Begini Solusi Hilangnya Legalitas Fungsi Non-Hunian di UU 20/2011

Menghilangnya fungsi non-hunian di dalam Undang-undang No.20 Tahun 2011 Tentang Rumah Susun, khususnya di dalam Pasal 50 menimbulkan polemik.
0
928
Ilustrasi Perkantoran Non-Hunian

Jakarta – Menghilangnya fungsi non-hunian di dalam Undang-undang No.20 Tahun 2011 Tentang Rumah Susun, khususnya di dalam Pasal 50 menimbulkan polemik.
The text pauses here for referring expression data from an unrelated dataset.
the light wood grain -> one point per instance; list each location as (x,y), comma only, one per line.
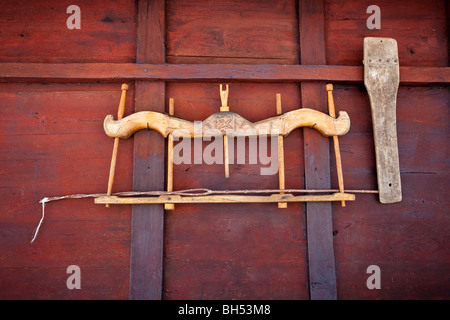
(120,113)
(225,199)
(381,78)
(229,123)
(170,206)
(281,177)
(337,152)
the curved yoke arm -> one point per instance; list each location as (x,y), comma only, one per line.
(229,123)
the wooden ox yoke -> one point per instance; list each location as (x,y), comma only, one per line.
(228,124)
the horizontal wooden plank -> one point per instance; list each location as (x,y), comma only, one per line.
(206,72)
(210,31)
(225,198)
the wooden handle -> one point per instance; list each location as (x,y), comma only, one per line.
(170,206)
(332,112)
(284,124)
(225,108)
(120,113)
(281,179)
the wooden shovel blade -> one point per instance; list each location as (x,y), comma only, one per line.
(381,78)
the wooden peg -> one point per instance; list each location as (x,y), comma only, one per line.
(225,108)
(224,98)
(170,206)
(337,152)
(120,112)
(280,155)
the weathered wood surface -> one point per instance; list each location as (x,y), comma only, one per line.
(147,222)
(381,78)
(119,72)
(52,143)
(321,264)
(227,123)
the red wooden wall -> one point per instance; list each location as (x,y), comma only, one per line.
(52,143)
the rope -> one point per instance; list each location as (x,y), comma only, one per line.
(187,193)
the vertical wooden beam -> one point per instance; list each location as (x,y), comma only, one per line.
(321,265)
(147,223)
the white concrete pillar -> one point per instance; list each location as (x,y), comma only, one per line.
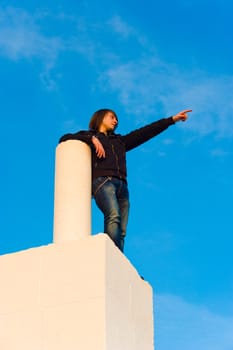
(72,197)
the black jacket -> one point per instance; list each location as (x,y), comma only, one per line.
(116,146)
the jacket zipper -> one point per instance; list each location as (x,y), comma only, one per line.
(117,160)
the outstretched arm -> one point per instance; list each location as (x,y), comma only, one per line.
(181,116)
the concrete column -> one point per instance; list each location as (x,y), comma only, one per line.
(72,197)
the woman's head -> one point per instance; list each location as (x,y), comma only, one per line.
(106,118)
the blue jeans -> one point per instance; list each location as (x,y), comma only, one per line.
(112,197)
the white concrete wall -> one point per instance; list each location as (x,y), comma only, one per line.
(78,295)
(72,192)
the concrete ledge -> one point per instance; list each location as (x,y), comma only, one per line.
(81,294)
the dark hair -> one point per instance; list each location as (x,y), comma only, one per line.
(98,117)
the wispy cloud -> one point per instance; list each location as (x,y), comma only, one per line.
(126,64)
(188,326)
(21,38)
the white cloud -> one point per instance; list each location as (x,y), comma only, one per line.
(180,325)
(145,86)
(20,38)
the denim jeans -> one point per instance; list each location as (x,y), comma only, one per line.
(112,197)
Meski di dalam penjelasannya mengatur di dalam fungsi campurannya. Tetapi, kenyataanya di dalam pasal atau batang tubuh UU No. 20/2011, khususnya di Pasal 50 menimbulkan problematika dan keresahan bagi para pelaku rumah susun.
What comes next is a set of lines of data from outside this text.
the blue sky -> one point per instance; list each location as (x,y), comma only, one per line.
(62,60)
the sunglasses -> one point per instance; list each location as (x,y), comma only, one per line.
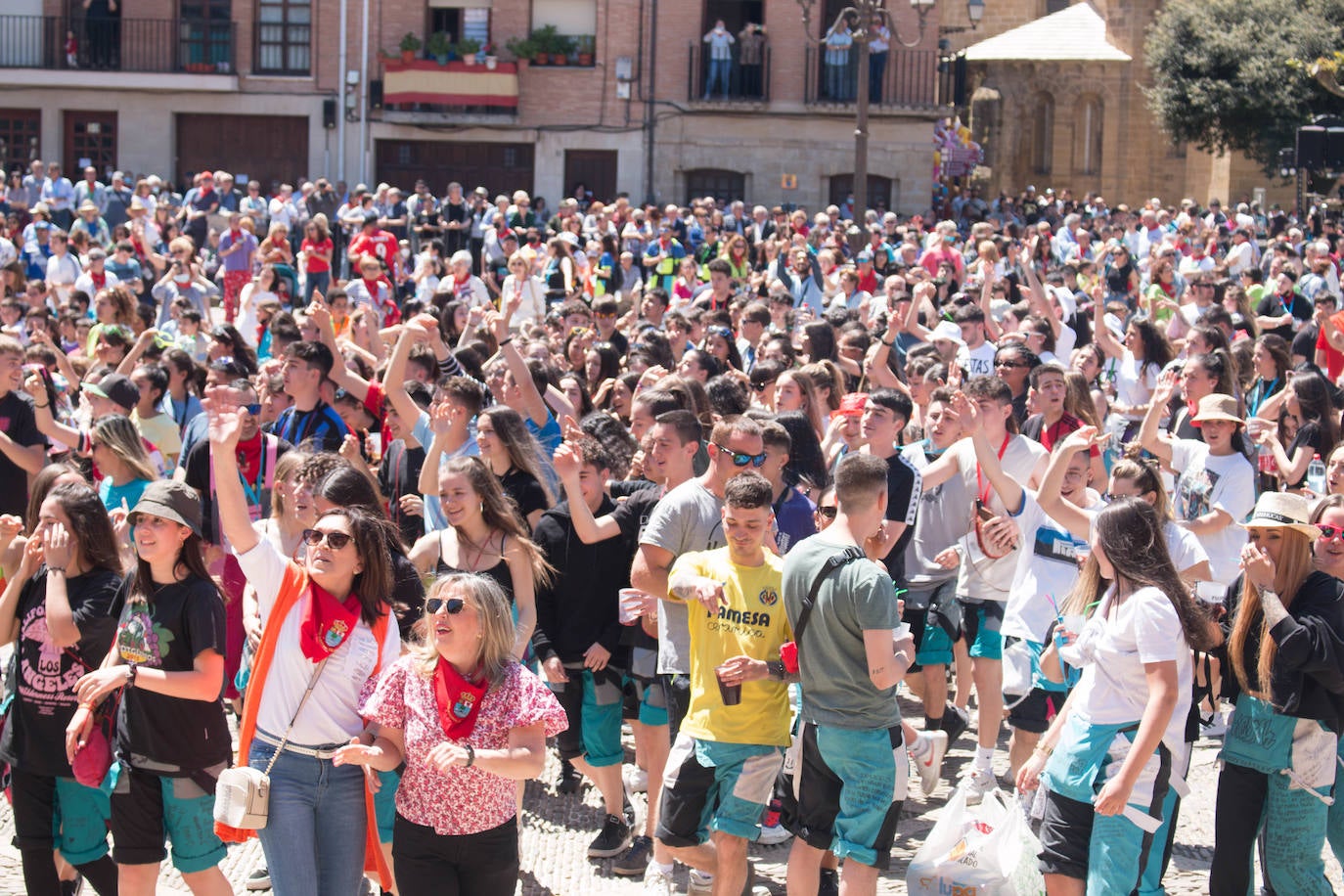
(449,605)
(337,540)
(739,458)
“Hemat saya ketika memang ketiadaan fungsi bukan hunian ini bisa mempunyai aspek keresahan. Bisa saja mungkin pada saat pembentukan P3SRS-nya,” jelas Senior Lawyer Adhinata Law Office, Eko Ibnu Hayyan dalam Webinar Property Law bertopik Hilangnya Legalitas Fungsi Non-Hunian dalam Undang-Undang 20 Tahun 2011 Tentang Rumah Susun; “Bagaimana Nasib Perkantoran, Mall, dan Kondotel?”, Rabu, 2 Maret 2022.

Pada kesempatan yang sama, Tenaga Ahli Dirjen Perumahan Kementerian PUPR, Pangihutan Marpaung memberikan beberapa rekomendasi. Pertama, legalitas tanah dan SHMSRS sarusun non-hunian bagi rumah susun yang sudah terbangun, baik di atas HGB maupun HGB di atas HPL masih dimungkinkan diperpanjang dan diperbaharui sesuai dengan Perjanjian di antara pemegang Hak (PPRS dengan pemegang HGB/HPL atau HGB). Sepanjang tercantum dalam Perjanjian.

Kemudian yang kedua, untuk sarusun non-hunian pada rumah susun yang telah terbangun sejak berlakunya UU 20/2011 pada 1 (satu) tower rusun perlu adanya sarusun hunian. Hal ini supaya bisa diterapkan UU 20/2011. Kemudian, untuk bangunan mixed-use building, sepanjang ada sarusun hunian tidak ada masalah sepanjang berada pada Satu Tanah Bersama.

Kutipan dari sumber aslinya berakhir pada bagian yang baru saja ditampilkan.